Das Bild Afrikas als vom Krieg zerrissener Kontinent, gequält von Konflikten, ist weit verbreitet. Doch in Wahrheit ist dies eine unfaire Vereinfachung der Tatsachen. Damit der ärmste Kontinent wirtschaftlich vorankommt, braucht es Führungsstärke.

Hilfszusagen müssen eingehalten werden. Sie können Leben retten und armen Ländern helfen. Doch schlussendlich wird die Rettung Afrikas vom Kontinent selbst kommen. Gute Regierungsführung, die Fähigkeit, Entscheidungen zu treffen, umzusetzen und bis zum Ende zu verfolgen, ist die einzig langfristig wirksame Lösung. Das ist es, was wir aus den vergangenen Jahrzehnten gelernt haben sollten.

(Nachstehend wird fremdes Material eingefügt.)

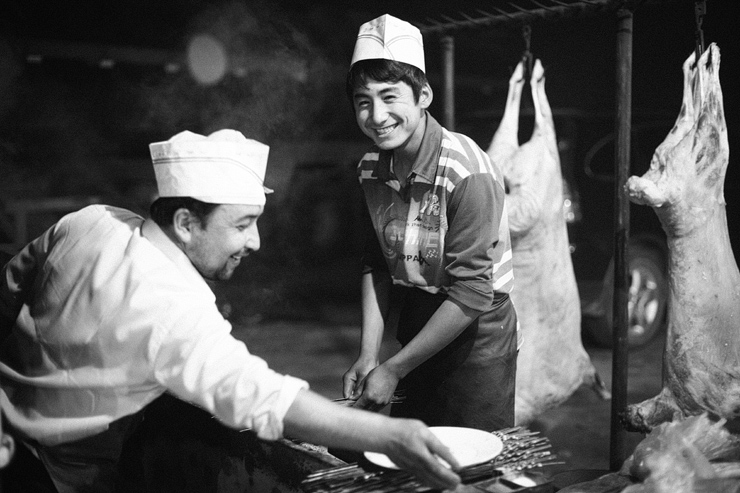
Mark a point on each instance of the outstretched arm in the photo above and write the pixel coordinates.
(408, 443)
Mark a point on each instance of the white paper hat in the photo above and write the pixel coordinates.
(223, 168)
(389, 38)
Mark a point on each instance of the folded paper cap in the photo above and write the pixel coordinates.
(222, 168)
(389, 38)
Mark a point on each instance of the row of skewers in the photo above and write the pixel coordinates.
(523, 450)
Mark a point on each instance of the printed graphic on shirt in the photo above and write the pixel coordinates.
(411, 238)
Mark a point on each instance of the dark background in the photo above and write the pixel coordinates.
(86, 86)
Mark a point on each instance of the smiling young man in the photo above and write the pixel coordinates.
(106, 311)
(438, 247)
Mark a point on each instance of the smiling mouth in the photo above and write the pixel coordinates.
(381, 132)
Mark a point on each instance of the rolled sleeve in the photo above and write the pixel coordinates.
(474, 215)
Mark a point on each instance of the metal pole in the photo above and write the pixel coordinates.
(448, 76)
(617, 453)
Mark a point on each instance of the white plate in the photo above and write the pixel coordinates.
(468, 445)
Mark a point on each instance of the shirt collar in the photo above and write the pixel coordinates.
(152, 232)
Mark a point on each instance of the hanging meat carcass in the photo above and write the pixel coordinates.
(552, 362)
(685, 187)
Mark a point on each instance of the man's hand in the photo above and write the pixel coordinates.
(354, 378)
(377, 389)
(417, 450)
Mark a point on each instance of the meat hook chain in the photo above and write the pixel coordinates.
(700, 10)
(527, 33)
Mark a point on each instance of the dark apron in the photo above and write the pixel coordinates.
(471, 382)
(87, 465)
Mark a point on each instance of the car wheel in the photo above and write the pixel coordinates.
(646, 299)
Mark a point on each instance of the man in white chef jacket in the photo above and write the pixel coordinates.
(106, 311)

Das Bild Afrikas als vom Krieg zerrissener Kontinent, gequält von Konflikten, ist weit verbreitet. Doch in Wahrheit ist dies eine unfaire Vereinfachung der Tatsachen. Nichtsdestotrotz waren und sind Konflikte ein Stolperstein für viele afrikanische Länder, die versuchen, aus der Armut herauszuwachsen. Sie verursachen nicht nur unermessliches Leiden, sondern unterlaufen Fortschritte und setzen für die betroffenen Länder eine Abwärtsspirale in Gang, aus der sie nur schwer wieder entkommen können. Solche Konflikte sind nur schwer einzugrenzen – das zeigt das Beispiel Somalia, wo Konflikte den Nährboden für Piraterie und Extremismus bereitet haben, die nicht nur die Nachbarländer, sondern auch den Rest der Welt bedrohen.

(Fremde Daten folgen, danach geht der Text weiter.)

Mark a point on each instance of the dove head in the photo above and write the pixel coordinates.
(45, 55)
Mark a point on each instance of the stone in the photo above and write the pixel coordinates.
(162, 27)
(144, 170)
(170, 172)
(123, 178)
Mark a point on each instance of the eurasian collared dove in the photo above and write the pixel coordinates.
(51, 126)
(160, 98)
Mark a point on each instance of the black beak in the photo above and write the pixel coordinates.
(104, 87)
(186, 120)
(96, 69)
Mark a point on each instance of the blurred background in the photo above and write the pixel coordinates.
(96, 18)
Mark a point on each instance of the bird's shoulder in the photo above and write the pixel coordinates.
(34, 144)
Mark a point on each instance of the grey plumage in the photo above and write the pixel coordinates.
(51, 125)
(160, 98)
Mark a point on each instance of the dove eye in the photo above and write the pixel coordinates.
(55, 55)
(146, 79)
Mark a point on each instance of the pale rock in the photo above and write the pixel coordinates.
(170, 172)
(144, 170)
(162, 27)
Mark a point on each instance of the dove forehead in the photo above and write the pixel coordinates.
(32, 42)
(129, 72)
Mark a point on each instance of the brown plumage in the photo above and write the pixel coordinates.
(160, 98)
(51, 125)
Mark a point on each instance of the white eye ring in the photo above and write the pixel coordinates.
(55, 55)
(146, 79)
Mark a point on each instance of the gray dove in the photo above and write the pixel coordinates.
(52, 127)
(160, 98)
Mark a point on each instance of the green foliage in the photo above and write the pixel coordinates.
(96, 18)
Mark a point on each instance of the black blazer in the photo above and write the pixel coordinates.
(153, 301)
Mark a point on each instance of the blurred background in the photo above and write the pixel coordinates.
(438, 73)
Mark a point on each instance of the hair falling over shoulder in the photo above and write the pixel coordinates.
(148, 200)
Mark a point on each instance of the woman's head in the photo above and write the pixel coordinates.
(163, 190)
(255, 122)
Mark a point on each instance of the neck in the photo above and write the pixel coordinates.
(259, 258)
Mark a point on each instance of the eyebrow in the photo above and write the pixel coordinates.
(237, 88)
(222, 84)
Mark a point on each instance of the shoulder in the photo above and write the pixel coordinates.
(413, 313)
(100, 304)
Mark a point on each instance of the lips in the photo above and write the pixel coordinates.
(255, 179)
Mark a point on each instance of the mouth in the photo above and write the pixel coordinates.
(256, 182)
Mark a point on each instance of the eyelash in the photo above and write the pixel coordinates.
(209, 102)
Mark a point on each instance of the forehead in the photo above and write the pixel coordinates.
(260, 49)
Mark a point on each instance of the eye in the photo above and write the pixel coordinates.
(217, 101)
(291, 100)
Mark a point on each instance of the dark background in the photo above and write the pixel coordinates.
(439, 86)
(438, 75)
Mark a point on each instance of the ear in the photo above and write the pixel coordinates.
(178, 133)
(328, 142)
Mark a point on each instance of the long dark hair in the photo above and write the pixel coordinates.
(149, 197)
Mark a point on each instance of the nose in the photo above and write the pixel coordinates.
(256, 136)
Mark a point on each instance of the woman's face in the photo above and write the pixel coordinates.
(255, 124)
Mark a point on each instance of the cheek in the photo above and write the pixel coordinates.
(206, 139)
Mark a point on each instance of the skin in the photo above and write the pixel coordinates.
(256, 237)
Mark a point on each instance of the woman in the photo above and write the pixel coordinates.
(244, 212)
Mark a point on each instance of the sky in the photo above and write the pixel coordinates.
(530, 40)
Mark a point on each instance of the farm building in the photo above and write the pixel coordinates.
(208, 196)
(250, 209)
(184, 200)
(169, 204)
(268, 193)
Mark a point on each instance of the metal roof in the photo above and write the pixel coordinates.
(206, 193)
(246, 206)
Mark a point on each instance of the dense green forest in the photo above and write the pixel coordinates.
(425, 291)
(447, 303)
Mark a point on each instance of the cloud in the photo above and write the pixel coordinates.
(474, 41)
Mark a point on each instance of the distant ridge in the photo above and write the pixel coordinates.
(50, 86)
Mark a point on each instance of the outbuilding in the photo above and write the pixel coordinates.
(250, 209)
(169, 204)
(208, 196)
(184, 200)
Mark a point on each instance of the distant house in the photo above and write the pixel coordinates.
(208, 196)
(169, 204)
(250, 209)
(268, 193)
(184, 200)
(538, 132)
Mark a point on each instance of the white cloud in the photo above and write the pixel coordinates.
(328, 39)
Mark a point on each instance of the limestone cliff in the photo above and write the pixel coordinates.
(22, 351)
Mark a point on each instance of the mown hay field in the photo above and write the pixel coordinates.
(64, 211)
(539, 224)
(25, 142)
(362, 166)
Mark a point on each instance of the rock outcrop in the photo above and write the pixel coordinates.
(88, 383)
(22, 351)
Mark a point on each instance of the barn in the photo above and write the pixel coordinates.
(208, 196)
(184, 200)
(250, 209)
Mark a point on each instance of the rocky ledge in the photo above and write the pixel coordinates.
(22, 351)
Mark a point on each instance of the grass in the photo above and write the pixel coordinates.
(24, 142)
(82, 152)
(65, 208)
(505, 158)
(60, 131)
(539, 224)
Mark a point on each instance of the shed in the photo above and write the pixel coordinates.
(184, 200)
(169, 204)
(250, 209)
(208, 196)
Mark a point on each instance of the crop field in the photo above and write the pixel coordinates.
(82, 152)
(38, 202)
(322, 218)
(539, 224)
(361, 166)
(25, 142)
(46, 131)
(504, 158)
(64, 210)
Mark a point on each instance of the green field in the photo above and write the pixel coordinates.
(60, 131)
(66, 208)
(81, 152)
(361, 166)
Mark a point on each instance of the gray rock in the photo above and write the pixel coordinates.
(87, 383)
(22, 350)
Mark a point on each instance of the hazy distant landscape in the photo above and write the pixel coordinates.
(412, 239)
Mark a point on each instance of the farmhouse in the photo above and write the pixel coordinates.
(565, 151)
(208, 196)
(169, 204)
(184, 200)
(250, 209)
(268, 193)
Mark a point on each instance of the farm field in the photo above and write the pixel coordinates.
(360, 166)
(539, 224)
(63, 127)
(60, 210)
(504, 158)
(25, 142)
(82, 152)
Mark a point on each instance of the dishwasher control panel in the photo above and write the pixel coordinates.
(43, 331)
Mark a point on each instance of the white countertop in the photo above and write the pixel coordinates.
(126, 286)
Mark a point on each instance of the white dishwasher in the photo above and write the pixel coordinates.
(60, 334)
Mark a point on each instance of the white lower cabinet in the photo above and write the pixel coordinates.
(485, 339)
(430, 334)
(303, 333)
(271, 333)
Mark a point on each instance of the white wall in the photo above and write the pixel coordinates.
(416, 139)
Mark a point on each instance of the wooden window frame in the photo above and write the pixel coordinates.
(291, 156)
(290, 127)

In Anbetracht des moralischen und des sicherheitspolitischen Imperativs mag es in einigen Fällen möglich und erstrebenswert sein, dass internationale Truppen militärisch eingreifen, den Konflikt beenden und den Frieden wiederherstellen. Die Weltgemeinschaft hätte dies in Ruanda tun sollen. Das ist es, was ich als Premierminister getan habe, als ich zur Beendigung der Gewalt Truppen nach Sierra Leone schickte. In anderen Fällen jedoch wird man Frieden am besten mit anderen Mitteln herstellen können.

Doch ist das Ende des Konflikts nur der Anfang der Geschichte. Es ist von entscheidender Bedeutung, dass größte Anstrengungen darauf konzentriert werden, diesen Ländern zu helfen, sich zu erholen und lang anhaltende Stabilität zu entwickeln.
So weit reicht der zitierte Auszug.